By Jeff Miller
Special to The Texas Catholic
“I think you’ve got the wrong Anne.”
That was how Anne O’Brien responded to the recent news that she’d been chosen as Angel of the Year from among the 800-plus who volunteer with the Angels of Charity program operated by Catholic Charities of Dallas.
“I was very surprised and very humbled,” O’Brien said of the phone call that she received from Mel Bangs, this year’s Angels board president. “There are some women that do, really, so much more.”
O’Brien will be recognized at the Angels’ 14th annual Spring Mass and Luncheon on May 5. A 10:30 a.m.
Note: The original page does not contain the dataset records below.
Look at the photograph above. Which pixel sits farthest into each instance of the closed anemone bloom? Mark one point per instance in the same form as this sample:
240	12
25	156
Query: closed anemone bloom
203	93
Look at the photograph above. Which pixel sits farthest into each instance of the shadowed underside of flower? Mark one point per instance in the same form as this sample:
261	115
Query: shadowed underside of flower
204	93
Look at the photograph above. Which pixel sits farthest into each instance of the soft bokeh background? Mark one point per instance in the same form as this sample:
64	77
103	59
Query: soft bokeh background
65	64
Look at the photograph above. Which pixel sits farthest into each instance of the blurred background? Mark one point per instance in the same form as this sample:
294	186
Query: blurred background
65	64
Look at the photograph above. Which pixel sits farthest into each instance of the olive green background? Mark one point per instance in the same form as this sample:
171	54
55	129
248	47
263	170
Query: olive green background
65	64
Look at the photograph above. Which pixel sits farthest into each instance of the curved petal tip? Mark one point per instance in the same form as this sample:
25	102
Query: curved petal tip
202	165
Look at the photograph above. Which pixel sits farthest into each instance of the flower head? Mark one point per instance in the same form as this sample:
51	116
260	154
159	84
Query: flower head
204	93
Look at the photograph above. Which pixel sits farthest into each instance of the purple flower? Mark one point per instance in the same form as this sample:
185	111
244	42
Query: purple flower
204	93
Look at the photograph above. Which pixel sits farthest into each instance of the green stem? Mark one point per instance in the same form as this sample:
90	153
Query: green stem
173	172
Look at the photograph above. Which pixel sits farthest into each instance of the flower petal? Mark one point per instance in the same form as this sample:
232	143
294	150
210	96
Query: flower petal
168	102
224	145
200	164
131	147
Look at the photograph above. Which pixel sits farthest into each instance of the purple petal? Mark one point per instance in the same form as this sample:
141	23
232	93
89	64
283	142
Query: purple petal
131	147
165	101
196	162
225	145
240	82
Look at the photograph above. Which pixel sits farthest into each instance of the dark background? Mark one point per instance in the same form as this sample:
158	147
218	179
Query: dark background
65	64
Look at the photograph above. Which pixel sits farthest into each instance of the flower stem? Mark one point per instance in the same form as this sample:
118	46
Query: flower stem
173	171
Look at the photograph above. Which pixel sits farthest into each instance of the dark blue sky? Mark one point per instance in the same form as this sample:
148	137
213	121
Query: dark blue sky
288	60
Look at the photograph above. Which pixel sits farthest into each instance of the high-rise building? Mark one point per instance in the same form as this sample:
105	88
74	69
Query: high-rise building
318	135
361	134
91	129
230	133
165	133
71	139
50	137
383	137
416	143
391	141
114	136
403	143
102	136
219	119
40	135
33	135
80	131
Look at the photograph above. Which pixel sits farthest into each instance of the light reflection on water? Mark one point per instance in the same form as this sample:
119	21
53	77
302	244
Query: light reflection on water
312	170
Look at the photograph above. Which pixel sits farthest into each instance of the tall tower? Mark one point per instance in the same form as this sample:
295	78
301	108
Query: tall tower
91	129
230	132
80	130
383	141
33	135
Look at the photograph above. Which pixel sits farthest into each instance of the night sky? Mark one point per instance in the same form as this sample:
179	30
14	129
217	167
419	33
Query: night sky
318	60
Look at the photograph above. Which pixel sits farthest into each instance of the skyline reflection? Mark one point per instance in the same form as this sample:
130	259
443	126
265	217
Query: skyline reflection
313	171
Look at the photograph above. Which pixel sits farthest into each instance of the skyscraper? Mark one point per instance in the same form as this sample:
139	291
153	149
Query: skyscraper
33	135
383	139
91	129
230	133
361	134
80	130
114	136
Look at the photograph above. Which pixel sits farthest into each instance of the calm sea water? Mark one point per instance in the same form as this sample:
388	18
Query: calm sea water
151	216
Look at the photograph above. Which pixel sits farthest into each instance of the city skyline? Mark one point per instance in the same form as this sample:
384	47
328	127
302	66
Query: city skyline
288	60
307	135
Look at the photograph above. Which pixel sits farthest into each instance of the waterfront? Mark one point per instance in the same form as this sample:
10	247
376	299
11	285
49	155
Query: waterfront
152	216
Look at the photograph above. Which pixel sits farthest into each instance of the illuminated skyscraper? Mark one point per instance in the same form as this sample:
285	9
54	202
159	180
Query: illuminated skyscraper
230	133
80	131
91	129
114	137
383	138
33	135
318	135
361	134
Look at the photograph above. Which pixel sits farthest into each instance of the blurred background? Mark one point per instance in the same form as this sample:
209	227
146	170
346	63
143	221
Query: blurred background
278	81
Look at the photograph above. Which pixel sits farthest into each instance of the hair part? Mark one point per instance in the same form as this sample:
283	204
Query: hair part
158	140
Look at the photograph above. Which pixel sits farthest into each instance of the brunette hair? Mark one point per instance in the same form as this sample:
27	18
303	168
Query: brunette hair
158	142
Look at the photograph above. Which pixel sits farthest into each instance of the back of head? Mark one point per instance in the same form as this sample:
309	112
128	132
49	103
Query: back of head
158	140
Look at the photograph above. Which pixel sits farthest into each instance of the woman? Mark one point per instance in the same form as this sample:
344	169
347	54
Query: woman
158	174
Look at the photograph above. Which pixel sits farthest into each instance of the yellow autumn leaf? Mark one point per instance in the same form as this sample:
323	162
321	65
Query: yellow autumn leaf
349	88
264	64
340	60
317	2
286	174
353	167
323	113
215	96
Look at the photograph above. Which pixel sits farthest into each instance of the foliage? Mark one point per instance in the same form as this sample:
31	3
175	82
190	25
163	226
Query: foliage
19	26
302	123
Mass at the Cathedral Shrine of the Virgin of Guadalupe will be followed by a noon luncheon at the nearby Meyerson Symphony Center.
“I don’t think she’s ever said no to any request,” said Lindsey O’Sullivan, Angels of Charity board president for 2015-16.
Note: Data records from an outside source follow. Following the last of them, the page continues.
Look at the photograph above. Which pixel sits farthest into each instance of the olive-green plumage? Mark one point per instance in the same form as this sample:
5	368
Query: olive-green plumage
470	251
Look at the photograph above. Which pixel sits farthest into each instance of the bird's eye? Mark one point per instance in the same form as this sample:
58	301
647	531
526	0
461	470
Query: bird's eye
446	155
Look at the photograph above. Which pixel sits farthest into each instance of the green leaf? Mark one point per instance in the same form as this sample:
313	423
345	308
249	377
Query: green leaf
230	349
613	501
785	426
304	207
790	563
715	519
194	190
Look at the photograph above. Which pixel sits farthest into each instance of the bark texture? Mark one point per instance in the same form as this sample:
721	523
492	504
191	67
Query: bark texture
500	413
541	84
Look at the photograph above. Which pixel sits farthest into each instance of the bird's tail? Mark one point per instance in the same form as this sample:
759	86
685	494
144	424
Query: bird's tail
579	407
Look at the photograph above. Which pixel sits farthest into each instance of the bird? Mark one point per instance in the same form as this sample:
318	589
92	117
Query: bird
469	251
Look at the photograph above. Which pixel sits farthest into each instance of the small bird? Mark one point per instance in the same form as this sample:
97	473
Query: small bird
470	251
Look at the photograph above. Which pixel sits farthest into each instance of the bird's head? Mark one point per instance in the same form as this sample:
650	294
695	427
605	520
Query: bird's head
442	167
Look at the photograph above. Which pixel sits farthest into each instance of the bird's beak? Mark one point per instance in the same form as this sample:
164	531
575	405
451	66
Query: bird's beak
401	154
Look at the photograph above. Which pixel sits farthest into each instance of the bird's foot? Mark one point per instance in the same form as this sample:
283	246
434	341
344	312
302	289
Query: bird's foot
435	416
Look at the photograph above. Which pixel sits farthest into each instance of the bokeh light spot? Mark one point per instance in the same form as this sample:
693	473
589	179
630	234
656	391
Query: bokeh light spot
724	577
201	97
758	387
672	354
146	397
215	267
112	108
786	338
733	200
The luncheon’s featured speaker will be Kali Schnieders, author of “Truffles from Heaven: Discovering the Sweet Gift of God’s Grace.”
“This is an amazing group of women who have really worked hard with Mel to open doors,” O’Sullivan said.
The Angels of Charity group was started in 2001, and O’Brien was invited to join then by one of its dozen founding members.
The list of activities this past year for the longtime parishioner at St. Rita Catholic Church included organizing monthly rosaries at the Catholic Charities offices, planning a Morning of Reflection program and serving the undocumented who came to Dallas.
Of the latter, O’Brien said, “Their stories of abuse and terror for years before they got to the United States – and I’m complaining because I can’t find a parking space.”
O’Brien grew up at St. Rita as the middle child of nine and graduated from Ursuline Academy while husband Scot, an attorney, graduated from Jesuit College Preparatory School. Her volunteer involvement is arranged to accommodate the schedule of the oldest of their six children. Luke, 29, was born with Down syndrome.
Luke lives in a group home near the O’Briens’ longtime home, which backs up to Jesuit’s football field, and he serves as an honorary Rangers assistant football coach. The two of them take Holy Communion to residents of the nearby Treemont Nursing Home on Fridays.
“They think of him as Father Luke,” O’Brien said with a smile.
Given the upcoming recognition of Angels of Charity volunteers, O’Brien said Catholic Charities’ staff represents the unsung heroes, the real angels.
“It’s really a vocation for them,” she said. “The strangers that come knocking on their doors have such dire needs, sometimes desperate stories. They are always so helpful. If they had the resources that they really need, it’s unimaginable what they could do. And they really do change lives.”
Others members of the Angels of Charity to be recognized for 2014-15 will be Kathy Sears (Angel of Compassion), Lucy Panza (Angel of Service) and Sherry Goiffon (Legacy Angel).